Isoperimetric inequalities for the logarithmic potential operator

TL;DR

This paper establishes isoperimetric inequalities for the Schatten p-norms of the logarithmic potential operator, showing that disks and equilateral triangles maximize these norms among domains of fixed measure or area.

Contribution

It proves that the disk maximizes the Schatten p-norm of the logarithmic potential operator among all domains of fixed measure, and the equilateral triangle among all triangles of fixed area, extending classical isoperimetric results.

Findings

Disks maximize Schatten p-norms among fixed measure domains.

Equilateral triangles maximize Schatten p-norms among fixed area triangles.

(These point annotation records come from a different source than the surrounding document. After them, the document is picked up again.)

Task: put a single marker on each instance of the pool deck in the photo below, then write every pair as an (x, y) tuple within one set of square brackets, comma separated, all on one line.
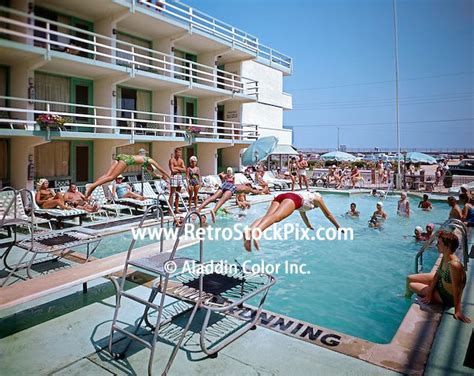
[(65, 332)]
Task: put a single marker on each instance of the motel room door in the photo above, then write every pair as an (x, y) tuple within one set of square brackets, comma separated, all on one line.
[(82, 162), (82, 93)]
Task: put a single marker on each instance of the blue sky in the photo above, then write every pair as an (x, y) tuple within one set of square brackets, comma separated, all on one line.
[(344, 67)]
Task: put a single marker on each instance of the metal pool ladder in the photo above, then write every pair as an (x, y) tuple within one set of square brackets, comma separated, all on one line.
[(453, 223), (193, 289)]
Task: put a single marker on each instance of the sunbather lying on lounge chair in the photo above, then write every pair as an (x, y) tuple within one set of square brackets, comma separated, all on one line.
[(120, 164), (76, 199), (47, 199), (123, 190), (225, 192)]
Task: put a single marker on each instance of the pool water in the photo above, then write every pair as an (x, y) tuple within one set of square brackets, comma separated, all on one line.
[(355, 287)]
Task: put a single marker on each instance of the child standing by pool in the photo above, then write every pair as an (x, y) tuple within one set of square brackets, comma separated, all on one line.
[(403, 208)]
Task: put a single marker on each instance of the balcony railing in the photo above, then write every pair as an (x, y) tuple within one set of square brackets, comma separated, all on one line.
[(97, 119), (75, 41), (204, 22)]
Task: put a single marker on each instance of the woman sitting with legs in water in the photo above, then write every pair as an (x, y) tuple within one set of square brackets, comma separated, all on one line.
[(283, 206), (120, 164), (47, 199), (446, 285)]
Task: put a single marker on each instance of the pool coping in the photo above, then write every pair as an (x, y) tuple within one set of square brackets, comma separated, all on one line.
[(406, 353)]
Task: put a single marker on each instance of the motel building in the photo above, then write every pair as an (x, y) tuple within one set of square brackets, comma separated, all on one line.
[(125, 75)]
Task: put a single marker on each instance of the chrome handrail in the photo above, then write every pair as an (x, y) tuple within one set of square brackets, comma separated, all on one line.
[(456, 223)]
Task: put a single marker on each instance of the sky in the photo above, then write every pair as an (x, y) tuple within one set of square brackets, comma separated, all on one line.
[(344, 68)]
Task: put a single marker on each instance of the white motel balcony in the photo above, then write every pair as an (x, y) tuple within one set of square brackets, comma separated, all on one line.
[(197, 30), (64, 49), (19, 118)]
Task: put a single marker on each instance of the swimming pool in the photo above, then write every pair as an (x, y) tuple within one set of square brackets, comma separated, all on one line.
[(355, 287)]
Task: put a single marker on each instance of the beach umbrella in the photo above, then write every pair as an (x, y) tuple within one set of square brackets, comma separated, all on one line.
[(259, 150), (338, 156), (416, 157)]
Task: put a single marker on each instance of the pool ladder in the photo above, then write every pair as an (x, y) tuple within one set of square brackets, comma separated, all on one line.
[(156, 264), (450, 223)]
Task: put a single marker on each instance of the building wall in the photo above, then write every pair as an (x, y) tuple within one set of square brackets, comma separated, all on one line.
[(270, 83)]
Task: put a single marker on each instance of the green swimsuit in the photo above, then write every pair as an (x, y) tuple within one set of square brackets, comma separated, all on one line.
[(130, 160), (445, 275)]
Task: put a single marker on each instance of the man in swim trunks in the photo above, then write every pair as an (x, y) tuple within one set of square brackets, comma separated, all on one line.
[(425, 204), (177, 169), (303, 165), (456, 212)]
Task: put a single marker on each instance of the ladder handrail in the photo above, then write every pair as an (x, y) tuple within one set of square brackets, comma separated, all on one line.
[(456, 223)]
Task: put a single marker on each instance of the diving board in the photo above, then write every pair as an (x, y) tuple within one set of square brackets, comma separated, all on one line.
[(41, 286)]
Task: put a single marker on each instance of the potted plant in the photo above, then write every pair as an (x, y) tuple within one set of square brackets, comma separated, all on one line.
[(191, 132), (51, 121)]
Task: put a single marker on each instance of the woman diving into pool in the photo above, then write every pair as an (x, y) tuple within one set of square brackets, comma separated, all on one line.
[(283, 206), (120, 164)]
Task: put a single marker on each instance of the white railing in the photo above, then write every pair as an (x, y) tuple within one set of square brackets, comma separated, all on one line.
[(97, 119), (99, 47), (202, 21)]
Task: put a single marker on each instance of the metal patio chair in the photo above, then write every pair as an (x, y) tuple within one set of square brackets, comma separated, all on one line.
[(215, 293)]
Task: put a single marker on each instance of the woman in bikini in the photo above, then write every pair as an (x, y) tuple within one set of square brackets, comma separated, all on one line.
[(47, 199), (193, 177), (283, 206), (225, 192), (446, 285), (293, 167), (120, 164)]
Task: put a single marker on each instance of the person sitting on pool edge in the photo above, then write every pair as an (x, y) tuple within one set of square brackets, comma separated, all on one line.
[(283, 206), (446, 285), (353, 212), (456, 212), (425, 204), (429, 230), (403, 207)]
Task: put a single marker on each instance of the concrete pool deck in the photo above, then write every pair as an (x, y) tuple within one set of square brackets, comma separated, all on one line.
[(64, 333)]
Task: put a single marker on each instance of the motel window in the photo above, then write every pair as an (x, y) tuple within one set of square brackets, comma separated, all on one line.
[(3, 85), (133, 149), (4, 159), (137, 42), (133, 100), (52, 159), (52, 88)]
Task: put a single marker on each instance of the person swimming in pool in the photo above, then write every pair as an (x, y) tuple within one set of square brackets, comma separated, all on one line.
[(446, 285), (120, 164), (418, 234), (425, 204), (353, 212), (283, 206)]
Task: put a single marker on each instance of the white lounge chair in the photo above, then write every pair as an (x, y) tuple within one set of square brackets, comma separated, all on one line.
[(7, 211), (137, 204), (100, 198)]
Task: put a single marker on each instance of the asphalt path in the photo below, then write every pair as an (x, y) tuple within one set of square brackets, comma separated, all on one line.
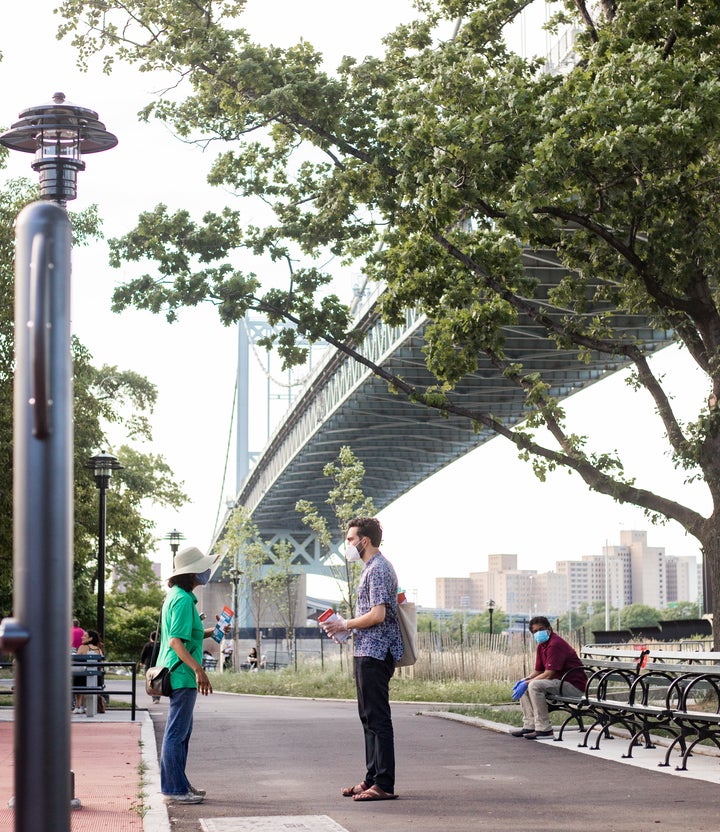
[(260, 756)]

Analogues of Rayleigh-Faber-Krahn inequalities for the logarithmic potential operator.

Abstract

In this paper we prove that the disc is a maximiser of the Schatten $p$-norm of the logarithmic potential operator among all domains of a given measure in $\mathbb R^{2}$, for all even integers $2\leq p<\infty$. We also show that the equilateral triangle has the largest Schatten $p$-norm among all triangles of a given area. For the logarithmic potential operator on bounded open or triangular domains, we also obtain analogies of the Rayleigh-Faber-Krahn or P{\'o}lya inequalities, respectively. The logarithmic potential operator can be related to a nonlocal boundary value problem for the Laplacian, so we obtain isoperimetric inequalities for its eigenvalues as well.